Not a sliver of meat went to waste. Duck wing and neck parts, for instance—hard to serve without guests resorting to using their own hands—were shredded to flakes and served with the salad. The greens and cherry tomatoes were picked fresh from the farm.

Organic carabao milk ricotta cheese was served on a toast on top of duck ham. The duck was provided by organic duck grower Jayvee Manalansan, whose farm is a short distance away from Prado’s. Manalansan, who’s been raising organic ducks for six years, said his fowl are fed only organic corn and/or organic soya, which are also sourced from his farm.

“This is really a collaboration among friends. Everyone involved in this project has been friends of mine for a very long time now,” Gutierrez said.

Tayag also served Duck Liver Triangles and Carabao Milk Cheese, Duck Confit, and the pièce de résistance, Duck Rillette Adobo. Trust a chef like Tayag to tame the bird’s wild gamey flavor into a truly pleasurable feast.

Organic growers were at the main entrance of the compound to showcase local organic produce at reasonable prices. Organic carrots, cherry tomatoes, assorted greens, herbs, potatoes, fruits and so much more were offered by Kitchen Herbs, Greg Kitma farm and Prado Farm.

For walk-in customers, Gutierrez arranged for another old friend, restaurateur Poch S. Jorolan, to set up authentic Pampangueño food from his restaurant, Everybody’s Café. It served Asadong Fiesta cooked the old-fashioned way—searing the pork first, sautéing onions and tomatoes and tomato sauce, then boiling the pork and slicing it before cooking the meat again.

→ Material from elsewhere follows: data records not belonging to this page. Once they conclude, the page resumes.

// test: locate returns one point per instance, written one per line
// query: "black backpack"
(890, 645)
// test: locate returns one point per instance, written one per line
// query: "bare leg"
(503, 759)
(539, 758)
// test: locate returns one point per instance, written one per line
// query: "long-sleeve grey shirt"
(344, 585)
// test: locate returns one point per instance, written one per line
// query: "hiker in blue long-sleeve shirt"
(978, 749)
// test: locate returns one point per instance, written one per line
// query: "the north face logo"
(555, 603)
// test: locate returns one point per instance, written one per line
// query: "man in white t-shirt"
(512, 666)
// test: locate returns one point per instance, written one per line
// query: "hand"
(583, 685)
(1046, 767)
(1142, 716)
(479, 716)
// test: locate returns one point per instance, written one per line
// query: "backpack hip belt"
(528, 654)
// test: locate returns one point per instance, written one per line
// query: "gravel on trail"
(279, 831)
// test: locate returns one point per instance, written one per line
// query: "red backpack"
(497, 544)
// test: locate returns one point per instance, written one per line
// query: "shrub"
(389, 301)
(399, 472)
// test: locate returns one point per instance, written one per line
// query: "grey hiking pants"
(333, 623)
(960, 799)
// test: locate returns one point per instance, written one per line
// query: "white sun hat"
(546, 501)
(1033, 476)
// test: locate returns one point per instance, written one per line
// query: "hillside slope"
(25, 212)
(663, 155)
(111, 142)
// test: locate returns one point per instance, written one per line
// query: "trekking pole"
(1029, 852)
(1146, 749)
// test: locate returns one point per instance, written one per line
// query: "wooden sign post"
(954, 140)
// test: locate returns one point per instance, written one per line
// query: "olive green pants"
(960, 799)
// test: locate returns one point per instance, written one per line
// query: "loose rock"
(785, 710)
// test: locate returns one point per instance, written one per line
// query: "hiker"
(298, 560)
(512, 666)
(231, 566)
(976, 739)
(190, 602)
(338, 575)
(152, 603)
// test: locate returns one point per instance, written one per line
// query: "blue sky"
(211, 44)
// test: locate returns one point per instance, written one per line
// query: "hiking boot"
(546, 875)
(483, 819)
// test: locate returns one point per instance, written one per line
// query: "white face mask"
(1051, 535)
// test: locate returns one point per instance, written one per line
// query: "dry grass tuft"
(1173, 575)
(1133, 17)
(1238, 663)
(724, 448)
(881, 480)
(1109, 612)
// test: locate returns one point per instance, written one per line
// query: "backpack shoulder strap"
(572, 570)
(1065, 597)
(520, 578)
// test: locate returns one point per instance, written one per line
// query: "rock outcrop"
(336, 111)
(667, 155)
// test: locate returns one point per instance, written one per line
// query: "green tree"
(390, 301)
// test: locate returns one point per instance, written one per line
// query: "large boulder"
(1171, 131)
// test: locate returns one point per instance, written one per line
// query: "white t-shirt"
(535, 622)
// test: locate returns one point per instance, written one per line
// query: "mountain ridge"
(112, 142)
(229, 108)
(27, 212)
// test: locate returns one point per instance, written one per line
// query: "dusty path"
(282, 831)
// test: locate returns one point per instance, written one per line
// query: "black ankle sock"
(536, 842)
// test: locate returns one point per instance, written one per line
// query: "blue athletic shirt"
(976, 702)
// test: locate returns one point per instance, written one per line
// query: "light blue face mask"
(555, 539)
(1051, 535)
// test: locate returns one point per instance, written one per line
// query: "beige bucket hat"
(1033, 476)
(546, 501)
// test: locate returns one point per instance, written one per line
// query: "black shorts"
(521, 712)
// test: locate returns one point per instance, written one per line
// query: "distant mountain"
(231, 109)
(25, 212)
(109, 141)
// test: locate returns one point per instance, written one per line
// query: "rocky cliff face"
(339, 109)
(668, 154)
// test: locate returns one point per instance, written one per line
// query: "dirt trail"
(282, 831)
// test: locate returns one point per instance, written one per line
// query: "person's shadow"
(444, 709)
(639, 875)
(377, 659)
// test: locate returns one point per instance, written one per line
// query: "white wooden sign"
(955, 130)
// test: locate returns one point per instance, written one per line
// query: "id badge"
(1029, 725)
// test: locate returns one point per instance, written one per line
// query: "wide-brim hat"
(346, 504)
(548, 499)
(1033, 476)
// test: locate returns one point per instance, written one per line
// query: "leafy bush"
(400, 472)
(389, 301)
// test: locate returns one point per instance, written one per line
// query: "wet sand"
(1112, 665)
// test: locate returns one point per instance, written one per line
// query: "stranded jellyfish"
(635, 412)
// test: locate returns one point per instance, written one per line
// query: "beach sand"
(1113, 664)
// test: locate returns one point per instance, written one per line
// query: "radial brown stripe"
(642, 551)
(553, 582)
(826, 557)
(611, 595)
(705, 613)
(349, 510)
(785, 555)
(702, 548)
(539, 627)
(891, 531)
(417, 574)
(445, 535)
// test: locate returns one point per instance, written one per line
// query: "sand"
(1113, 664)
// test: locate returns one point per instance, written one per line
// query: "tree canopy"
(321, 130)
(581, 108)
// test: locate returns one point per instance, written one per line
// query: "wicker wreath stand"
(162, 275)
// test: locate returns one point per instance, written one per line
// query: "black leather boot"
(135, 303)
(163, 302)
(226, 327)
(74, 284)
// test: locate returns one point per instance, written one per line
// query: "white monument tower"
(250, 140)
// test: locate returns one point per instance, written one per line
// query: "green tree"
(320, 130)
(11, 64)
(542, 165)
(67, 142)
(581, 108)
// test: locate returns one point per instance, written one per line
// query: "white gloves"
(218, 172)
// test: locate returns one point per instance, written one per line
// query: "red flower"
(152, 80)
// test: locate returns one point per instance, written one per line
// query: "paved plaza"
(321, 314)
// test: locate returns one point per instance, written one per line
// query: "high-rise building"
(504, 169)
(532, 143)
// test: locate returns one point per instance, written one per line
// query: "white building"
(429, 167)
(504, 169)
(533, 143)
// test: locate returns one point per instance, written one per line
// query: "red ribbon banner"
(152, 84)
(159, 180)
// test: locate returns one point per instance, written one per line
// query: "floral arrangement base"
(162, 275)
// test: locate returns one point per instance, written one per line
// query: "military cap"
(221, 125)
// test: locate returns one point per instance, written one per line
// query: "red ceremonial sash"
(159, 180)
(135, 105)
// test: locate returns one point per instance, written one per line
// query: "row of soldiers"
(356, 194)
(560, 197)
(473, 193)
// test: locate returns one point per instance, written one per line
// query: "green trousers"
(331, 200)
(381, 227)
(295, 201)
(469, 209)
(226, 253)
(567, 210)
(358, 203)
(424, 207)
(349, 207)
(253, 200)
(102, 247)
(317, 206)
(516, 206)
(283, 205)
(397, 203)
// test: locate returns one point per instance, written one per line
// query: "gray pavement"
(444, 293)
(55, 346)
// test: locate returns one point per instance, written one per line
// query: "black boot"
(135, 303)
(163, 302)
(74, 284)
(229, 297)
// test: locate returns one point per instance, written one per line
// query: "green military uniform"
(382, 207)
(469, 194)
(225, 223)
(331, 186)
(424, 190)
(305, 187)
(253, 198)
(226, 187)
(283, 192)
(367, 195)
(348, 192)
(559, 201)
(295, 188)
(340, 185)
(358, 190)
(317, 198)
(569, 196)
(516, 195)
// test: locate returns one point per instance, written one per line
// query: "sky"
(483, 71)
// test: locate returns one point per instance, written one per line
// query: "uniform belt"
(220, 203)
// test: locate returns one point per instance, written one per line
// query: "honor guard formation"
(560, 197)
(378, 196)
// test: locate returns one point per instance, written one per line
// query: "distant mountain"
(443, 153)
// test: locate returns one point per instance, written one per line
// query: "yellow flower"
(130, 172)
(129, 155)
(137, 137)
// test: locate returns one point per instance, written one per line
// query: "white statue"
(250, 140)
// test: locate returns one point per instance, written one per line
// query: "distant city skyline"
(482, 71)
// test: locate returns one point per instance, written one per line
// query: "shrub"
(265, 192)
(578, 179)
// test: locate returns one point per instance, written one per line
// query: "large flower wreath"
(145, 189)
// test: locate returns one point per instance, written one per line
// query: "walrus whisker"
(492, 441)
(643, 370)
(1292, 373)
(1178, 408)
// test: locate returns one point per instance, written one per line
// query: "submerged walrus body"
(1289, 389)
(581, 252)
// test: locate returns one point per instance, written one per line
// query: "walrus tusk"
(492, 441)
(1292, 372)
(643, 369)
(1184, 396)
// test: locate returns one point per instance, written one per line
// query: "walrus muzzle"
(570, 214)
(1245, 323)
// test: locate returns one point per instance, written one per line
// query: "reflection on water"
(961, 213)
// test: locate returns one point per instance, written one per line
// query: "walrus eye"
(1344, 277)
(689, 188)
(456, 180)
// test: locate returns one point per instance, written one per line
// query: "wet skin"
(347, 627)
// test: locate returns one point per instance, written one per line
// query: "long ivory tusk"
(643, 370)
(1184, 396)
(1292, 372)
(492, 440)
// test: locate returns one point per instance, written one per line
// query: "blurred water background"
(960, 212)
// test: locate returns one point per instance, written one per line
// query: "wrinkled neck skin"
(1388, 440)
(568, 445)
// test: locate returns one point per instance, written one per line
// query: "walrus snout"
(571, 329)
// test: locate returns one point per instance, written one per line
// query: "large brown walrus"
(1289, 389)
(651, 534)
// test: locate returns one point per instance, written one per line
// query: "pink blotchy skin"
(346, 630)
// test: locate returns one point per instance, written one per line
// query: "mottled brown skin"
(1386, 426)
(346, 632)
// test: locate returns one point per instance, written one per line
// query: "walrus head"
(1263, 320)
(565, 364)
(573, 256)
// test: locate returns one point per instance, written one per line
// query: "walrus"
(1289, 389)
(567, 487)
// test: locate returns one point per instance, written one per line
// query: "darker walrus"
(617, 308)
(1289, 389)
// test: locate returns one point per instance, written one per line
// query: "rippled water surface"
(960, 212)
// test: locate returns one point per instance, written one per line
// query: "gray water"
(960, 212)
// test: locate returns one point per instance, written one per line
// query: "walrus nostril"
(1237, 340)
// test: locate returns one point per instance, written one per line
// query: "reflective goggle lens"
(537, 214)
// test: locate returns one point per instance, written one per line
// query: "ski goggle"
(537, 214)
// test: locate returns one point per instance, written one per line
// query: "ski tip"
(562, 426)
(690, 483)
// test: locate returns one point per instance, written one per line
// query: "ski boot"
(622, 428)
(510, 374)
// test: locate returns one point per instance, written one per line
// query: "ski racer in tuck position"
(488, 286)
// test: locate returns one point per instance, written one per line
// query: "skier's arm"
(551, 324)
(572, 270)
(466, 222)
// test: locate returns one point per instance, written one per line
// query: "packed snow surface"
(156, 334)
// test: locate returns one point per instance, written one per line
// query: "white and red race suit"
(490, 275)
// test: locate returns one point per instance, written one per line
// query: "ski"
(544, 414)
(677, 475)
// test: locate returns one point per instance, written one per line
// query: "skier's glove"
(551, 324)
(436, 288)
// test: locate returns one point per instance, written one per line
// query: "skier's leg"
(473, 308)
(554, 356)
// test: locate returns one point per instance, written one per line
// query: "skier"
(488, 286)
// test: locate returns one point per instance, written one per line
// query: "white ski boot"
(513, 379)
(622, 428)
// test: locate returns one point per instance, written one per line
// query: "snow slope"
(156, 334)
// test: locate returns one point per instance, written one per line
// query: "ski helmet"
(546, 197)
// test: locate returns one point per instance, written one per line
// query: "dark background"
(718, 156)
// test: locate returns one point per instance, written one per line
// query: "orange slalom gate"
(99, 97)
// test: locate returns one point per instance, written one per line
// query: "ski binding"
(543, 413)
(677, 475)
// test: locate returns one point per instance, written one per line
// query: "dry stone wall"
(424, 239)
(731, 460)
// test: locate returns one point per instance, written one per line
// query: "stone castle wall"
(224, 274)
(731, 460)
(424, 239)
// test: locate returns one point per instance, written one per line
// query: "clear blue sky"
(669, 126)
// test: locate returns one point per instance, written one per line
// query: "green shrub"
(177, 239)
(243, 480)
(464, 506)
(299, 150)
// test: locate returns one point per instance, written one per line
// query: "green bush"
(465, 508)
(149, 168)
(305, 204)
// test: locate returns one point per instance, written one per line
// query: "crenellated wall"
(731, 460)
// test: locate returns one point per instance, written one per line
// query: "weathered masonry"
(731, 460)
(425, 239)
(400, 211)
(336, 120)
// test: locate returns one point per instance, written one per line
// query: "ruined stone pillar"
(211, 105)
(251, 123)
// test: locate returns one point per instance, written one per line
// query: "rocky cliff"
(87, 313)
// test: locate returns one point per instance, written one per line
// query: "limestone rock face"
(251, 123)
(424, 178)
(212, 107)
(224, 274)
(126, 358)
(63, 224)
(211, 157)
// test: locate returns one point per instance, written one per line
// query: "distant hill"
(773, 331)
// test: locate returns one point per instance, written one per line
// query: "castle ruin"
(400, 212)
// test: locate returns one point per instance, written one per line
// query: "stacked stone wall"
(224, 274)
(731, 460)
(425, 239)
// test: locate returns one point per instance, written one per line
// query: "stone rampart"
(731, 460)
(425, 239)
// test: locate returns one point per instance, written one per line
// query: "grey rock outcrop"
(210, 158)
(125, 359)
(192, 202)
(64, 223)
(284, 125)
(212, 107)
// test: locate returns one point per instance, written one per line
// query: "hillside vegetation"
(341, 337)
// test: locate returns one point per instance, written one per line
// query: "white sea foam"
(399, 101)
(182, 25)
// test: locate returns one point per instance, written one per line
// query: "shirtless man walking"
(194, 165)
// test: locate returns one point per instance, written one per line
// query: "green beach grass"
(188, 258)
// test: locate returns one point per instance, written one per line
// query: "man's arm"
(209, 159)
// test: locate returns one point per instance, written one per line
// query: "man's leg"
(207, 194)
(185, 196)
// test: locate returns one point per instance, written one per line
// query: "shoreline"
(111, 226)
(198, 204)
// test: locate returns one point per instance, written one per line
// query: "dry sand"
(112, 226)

“These are all based on my grandmother’s recipe from around World War II. We prepare them today the same way, without substituting any of the ingredients,” Jorolan said.

Another dish, the famous morcon, took six hours just to cook, and about an hour more to prepare. Jorolan morcon uses the top-grade imported El Rey chorizo. Other ingredients are from farmers known to the Jorolans.

Everybody’s Café also served organic paco salad and other greens. Jorolan said his family is working toward making their meals completely organic.

The Prado Farm, on its final phase of conversion into a biodynamic organic farm, hosts regular free workshops for less fortunate youth in the area. The workshops are based on the Waldorf education philosophy, a method of teaching taught by Rudolf Steiner, the developer of biodynamic farming.

Proceeds of the fundraiser will go to nonprofit organizations such as Casa Miani, Arti Sta. Rita, Precious Foundation, Holy Family Catholic Community, Prado Community Children’s Fund and the Philippine Biodynamic Foundation.

“The last time we held a fundraiser food festival three years ago, we were able to send 30 children to school for a year,” Gutierrez said, with justifiable pride.